Monday, November 20, 2006

A Tale of Two Elections

A couple of months ago I learned from a fellow panelist at a conference at GVSU that there are elections in Cuba and that the people responsible for the assassination of Ché Guevara can be traced all the way to right-wingers in Hudsonville, Dick DeVos and Fr. Sirico of the Acton Institute, not to mention the little green men that float outside my window at night. Of course, we must disregard the fact that five recent books from very top Cuban dissidents have all implied Fidel’s hand in the betrayal of Ché.

The point is that the political sport of elections has almost become as amusing to watch as the entire carnival atmosphere associated with the World Cup. Let’s look at two recent elections, first, the Nicaragua elections. Frankly, l was expecting multiple Ortegasms in the American media and the liberal academic establishment resulting from the triumph of the former Marxist guerrilla leader Daniel Ortega. But perhaps because those elections were happening simultaneously with the ones here their results didn’t get much attention. But I suspect something else.

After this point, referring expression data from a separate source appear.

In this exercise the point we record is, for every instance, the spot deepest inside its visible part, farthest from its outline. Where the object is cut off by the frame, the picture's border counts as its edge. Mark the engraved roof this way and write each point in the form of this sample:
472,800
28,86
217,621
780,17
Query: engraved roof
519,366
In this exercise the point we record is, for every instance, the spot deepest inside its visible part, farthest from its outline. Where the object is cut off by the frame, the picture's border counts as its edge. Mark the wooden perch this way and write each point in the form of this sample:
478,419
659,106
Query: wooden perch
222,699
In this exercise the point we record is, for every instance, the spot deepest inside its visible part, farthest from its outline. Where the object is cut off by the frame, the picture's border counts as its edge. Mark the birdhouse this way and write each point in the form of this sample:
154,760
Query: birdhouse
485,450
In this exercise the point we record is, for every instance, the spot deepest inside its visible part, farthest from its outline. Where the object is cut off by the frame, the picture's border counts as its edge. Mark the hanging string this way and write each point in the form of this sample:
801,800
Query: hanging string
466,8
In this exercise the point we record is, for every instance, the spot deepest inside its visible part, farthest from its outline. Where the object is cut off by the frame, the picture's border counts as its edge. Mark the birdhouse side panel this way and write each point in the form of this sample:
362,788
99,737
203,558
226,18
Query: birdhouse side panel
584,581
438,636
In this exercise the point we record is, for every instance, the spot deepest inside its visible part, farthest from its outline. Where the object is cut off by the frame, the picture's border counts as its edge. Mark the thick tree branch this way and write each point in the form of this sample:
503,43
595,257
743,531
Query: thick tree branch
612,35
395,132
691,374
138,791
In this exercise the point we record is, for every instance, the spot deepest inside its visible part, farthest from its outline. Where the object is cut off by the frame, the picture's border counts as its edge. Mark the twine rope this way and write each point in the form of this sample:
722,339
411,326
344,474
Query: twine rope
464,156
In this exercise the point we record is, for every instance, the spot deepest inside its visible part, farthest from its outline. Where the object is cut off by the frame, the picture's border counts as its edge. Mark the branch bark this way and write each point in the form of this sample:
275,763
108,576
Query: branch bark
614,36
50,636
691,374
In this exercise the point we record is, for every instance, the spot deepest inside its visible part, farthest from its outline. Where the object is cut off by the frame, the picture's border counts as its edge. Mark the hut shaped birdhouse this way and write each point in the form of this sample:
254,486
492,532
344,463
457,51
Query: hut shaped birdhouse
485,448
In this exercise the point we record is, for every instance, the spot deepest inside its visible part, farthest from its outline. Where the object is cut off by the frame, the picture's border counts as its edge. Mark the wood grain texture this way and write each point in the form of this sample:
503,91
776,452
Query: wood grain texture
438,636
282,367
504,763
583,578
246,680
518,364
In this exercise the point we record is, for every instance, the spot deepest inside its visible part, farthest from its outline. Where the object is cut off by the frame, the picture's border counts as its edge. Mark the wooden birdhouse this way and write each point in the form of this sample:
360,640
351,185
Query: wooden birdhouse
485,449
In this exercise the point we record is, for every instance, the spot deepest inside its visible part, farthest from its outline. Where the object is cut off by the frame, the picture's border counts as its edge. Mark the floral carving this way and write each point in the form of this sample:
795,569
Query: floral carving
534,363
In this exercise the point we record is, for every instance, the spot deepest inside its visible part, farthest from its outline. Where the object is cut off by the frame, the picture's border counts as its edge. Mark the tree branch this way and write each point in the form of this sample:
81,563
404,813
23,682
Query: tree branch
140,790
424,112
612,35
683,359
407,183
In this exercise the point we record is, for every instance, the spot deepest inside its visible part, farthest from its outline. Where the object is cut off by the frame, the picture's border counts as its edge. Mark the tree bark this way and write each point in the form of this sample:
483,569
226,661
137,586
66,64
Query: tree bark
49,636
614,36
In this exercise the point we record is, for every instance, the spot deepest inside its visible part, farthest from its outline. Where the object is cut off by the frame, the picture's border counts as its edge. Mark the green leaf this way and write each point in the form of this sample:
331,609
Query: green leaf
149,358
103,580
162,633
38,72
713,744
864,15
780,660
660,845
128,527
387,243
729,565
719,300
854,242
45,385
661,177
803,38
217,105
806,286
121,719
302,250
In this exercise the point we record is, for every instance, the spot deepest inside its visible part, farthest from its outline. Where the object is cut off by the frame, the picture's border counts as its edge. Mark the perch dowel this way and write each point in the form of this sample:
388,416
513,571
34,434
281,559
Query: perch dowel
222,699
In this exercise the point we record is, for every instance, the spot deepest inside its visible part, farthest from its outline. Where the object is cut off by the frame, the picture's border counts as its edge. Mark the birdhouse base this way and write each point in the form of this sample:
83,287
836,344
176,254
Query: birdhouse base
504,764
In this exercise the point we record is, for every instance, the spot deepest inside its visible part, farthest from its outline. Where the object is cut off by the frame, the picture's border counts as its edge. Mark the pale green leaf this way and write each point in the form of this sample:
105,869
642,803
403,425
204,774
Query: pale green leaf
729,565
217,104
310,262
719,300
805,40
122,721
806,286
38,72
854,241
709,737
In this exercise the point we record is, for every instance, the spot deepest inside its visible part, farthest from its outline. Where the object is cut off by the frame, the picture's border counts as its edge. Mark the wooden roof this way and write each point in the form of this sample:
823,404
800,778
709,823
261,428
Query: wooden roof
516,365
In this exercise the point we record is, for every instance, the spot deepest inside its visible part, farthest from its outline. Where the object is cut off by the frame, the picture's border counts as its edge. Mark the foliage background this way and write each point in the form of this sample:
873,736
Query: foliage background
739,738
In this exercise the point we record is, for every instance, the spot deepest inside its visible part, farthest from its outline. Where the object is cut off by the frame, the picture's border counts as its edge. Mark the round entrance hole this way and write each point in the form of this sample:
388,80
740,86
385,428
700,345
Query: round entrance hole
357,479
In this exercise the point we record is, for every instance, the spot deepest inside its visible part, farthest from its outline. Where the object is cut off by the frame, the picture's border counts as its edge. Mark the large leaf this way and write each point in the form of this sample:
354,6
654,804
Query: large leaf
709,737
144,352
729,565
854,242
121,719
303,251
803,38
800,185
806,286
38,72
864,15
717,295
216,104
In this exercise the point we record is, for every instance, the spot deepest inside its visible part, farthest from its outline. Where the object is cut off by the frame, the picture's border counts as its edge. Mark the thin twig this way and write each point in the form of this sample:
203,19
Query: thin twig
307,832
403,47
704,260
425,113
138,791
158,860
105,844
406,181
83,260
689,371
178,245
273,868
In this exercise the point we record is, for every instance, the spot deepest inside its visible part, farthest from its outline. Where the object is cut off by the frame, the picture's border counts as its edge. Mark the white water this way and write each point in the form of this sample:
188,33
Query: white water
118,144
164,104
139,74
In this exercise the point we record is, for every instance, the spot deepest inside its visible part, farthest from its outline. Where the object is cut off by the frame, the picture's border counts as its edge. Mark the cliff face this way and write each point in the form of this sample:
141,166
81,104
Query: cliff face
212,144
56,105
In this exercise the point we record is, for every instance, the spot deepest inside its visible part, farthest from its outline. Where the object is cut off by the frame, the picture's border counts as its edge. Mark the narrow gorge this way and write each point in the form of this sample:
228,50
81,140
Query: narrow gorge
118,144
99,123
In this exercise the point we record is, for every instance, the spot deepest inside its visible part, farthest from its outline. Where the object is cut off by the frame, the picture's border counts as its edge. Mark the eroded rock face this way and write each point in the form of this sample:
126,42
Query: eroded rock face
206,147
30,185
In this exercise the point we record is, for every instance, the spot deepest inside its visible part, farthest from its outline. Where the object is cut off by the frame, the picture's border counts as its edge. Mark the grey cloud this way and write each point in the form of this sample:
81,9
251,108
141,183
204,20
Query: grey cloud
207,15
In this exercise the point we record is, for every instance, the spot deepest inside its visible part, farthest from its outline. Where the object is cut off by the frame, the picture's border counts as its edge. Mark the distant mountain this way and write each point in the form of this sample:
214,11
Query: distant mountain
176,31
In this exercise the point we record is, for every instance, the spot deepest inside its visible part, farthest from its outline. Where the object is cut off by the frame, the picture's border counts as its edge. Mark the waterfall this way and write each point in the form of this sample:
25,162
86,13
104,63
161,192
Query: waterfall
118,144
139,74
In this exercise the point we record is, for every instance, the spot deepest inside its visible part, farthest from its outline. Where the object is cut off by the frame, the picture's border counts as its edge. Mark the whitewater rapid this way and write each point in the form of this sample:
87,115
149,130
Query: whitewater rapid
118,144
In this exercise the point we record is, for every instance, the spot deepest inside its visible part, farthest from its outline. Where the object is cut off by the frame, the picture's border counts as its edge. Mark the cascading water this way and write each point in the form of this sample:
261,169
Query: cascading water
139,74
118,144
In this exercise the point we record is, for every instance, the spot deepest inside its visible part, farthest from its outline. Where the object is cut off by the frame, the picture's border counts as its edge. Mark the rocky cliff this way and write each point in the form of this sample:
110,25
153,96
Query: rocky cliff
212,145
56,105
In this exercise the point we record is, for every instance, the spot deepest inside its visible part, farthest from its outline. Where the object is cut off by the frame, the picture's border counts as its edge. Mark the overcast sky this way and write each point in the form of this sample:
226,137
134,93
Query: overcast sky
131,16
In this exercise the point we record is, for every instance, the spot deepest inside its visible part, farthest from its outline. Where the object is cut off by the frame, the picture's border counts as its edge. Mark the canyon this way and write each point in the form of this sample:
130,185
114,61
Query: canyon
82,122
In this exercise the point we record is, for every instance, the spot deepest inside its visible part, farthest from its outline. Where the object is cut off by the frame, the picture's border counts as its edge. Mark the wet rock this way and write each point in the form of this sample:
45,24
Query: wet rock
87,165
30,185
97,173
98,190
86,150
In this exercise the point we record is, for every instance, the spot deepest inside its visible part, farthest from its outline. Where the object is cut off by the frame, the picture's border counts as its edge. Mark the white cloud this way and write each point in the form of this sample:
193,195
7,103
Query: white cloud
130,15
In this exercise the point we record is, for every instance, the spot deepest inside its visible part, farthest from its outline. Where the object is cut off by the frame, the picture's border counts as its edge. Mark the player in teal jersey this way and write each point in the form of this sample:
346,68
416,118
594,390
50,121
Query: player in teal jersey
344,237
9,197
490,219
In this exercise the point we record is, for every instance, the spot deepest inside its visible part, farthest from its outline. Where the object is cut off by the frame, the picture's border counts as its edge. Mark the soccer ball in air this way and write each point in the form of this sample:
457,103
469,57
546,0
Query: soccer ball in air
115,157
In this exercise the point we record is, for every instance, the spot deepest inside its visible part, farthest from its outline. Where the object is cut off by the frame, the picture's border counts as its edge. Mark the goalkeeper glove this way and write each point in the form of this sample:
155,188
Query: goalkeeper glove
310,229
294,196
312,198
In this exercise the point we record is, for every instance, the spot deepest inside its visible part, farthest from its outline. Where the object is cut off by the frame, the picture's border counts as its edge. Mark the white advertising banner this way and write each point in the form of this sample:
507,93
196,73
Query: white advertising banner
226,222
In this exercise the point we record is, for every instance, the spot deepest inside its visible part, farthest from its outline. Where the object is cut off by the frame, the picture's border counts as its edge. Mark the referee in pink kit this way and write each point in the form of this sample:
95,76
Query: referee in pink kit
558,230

Although Ortega was the sentimental preferential option of the liberal establishment in the US, he is no longer the same Ortega of old. Gone are the harsh anti-American rhetoric, the grandiose revolutionary plans and the Marxist ideology. At least, that is what he has been claiming ever since a few years ago he publicly recognized the errors and mistakes of his Sandinista administration, and since he returned the “confiscated” private property obtained personally through “las piñatas”, the windfall of private properties the “comandantes” appropriated for themselves.

To the chagrin of former comrades Ortega ran as a centrist, as a reformed democrat, as a believer in the free market and a believer in free elections holding to a fragile center-left-of-center coalition. Ironically, it was the intervention of a former “enemy”, Ronald Reagan, what brought Ortega back to power, electoral means, and not violent revolution.

Also, on the way to the American elections all kinds of generals and pundits were paraded through the liberal media echoing the words and position of Rep. Murtha. Now the same media is parading the same generals and pundits saying that an immediate withdrawal from Iraq would be disastrous and Rep. Murtha has been stabbed back. Yes, the Democrats ran as conservatives and finally achieved the parallel with Vietnam that they so had been wishing to have.

In an ironic twist of fate the analogy or parallel that opponents of the intervention in Iraq have been looking for from the beginning has been found: Democrats are seeking a political solution to a military problem. Irony of ironies, they have created for themselves a Nixonian quagmire. Soon we will be hearing of a new version of "Peace with honor".
So, about these two elections two questions remain. The question in the US is, will the Democrats be able to hold on to the pretend and superficial "conservative" coalition they have put together when James Carville and the Clinton’s "ex machina" is already calling for the head of Howard "Yee Haa" Dean?

And the question for Nicaragua is, can Daniel Ortega resist the temptation of looking back to Cuba, or even Venezuela, or will he find a sympathetic hand up north to help him hold his fragile coalition together? Let’s hope he finds one and let’s hope he means what he says. The Nicaraguan people have learned the difference between Chávez and Shanola.